Typewriter ribbon
A typewriter ribbon or ink ribbon is an expendable module serving the function of transferring pigment to paper in various devices for impact printing. Such ribbons were part of standard designs for hand- or motor-driven typewriters, teleprinters, stenotype machines, computer-driven printers and many mechanical calculators, before electronic alternatives replaced most of them.
The module consists of a length of a medium, either pigment-impregnated woven ribbon or pigment-coated polymer tape, and a transport mechanism involving two axles. At any given moment, most of the length of the medium is wound as a close-spaced spiral around one axle or the other, tight enough for friction among turns to make it behave mostly like a solid cylinder. Rotation of the axles moves the ribbon or tape after each impact and usually aids in maintaining tension along the roughly straight-line path of the medium between the axles. The module may itself include mechanisms that control the tension in the temporarily unwound portion of the medium.
Reversing ribbons
Woven typewriter ribbons were the earlier variant. With them, the pigment is an ink that dries on typing paper but not on the ribbon, and the ribbon is mounted at each end to a flanged reel whose hub engages with one of the axles. Only the axle onto which the ribbon is winding is driven, and the ribbon module is intended to work with an axle-driving mechanism that reverses the direction of rotation when the undriven axle reaches the point where there is no ribbon left wound around it. Thus the full length of the ribbon shuttles back and forth between reels, and each position along it is struck twice in each cycle of the ribbon's motion (once in the right-to-left phase and once in the left-to-right).

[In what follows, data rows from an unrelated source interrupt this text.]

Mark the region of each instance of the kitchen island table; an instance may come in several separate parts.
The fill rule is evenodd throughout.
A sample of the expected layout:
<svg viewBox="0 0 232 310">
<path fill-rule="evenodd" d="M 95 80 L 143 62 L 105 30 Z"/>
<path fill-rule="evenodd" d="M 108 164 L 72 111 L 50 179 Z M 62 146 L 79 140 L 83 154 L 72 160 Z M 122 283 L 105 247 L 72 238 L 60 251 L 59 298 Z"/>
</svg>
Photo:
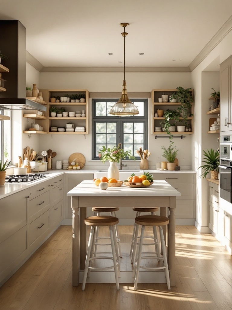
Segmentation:
<svg viewBox="0 0 232 310">
<path fill-rule="evenodd" d="M 120 187 L 109 187 L 106 190 L 102 190 L 96 186 L 92 181 L 85 180 L 81 182 L 67 194 L 72 197 L 73 210 L 73 286 L 79 285 L 79 271 L 83 270 L 84 267 L 87 247 L 87 228 L 84 220 L 87 217 L 87 207 L 110 206 L 123 208 L 126 206 L 132 208 L 135 206 L 144 207 L 148 206 L 160 207 L 161 215 L 165 216 L 166 215 L 167 208 L 169 209 L 169 224 L 168 225 L 168 260 L 171 286 L 175 286 L 175 209 L 176 197 L 181 195 L 178 191 L 165 181 L 154 181 L 153 184 L 144 188 L 131 188 L 122 185 Z M 165 238 L 166 230 L 165 227 L 164 228 Z M 148 276 L 147 272 L 146 274 L 145 272 L 144 274 L 145 274 L 146 276 L 144 279 L 145 279 Z M 149 272 L 148 272 L 148 273 Z M 95 274 L 95 276 L 93 277 L 93 281 L 96 283 L 104 281 L 105 283 L 106 279 L 108 278 L 106 274 L 107 272 L 92 272 L 91 275 L 94 273 Z M 132 283 L 133 279 L 132 276 L 131 281 L 128 281 L 128 276 L 130 276 L 131 273 L 132 276 L 132 272 L 121 272 L 119 282 Z M 156 274 L 159 273 L 161 273 L 157 272 Z M 83 276 L 83 272 L 82 273 Z M 123 273 L 127 274 L 124 275 Z M 103 274 L 105 274 L 105 276 L 102 275 Z M 164 274 L 164 273 L 162 273 L 162 274 Z M 91 276 L 90 280 L 92 277 Z M 154 277 L 154 283 L 165 282 L 164 276 L 163 277 L 164 281 L 161 281 L 160 277 L 156 276 Z M 109 282 L 111 282 L 110 278 L 109 278 Z M 82 280 L 80 277 L 80 282 Z M 108 282 L 108 280 L 106 280 L 106 281 Z M 146 283 L 144 280 L 142 281 Z"/>
</svg>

An operator who judges a ribbon's ink supply to be depleted to a point of marginal acceptability typically manually winds the whole ribbon onto the fuller reel, releasing it from the empty one, discarding the ribbon the reel it is wound on, and replaces them with a new ribbon that is purchased already wound on a single compatible reel. Typically the attachment between reel and ribbon involves one grommet at each end of the ribbon, that pierces the ribbon and engages with a hook on the hub of the corresponding reel.
One-time ribbons
The IBM Selectric typewriter required ribbons of polymer tape and made them common. With them, the entire impacted area of the pigment coating adheres to the paper and peels off of the ribbon, producing typed copy with greater uniformity of character shape, reflecting sharper contrast between the unmarked paper and the pigmented characters compared to cloth ribbons. This full-depth shedding of the pigment renders multiple passes over the length of the ribbon unworkable, and the module is discarded after a single pass through its length. (Incidentally, deducing what has been typed by inspection of the ribbon is far more practicable and reliable than with a cloth ribbon, and some users ensure destruction of discarded one-time ribbons in order to prevent unintended disclosure.)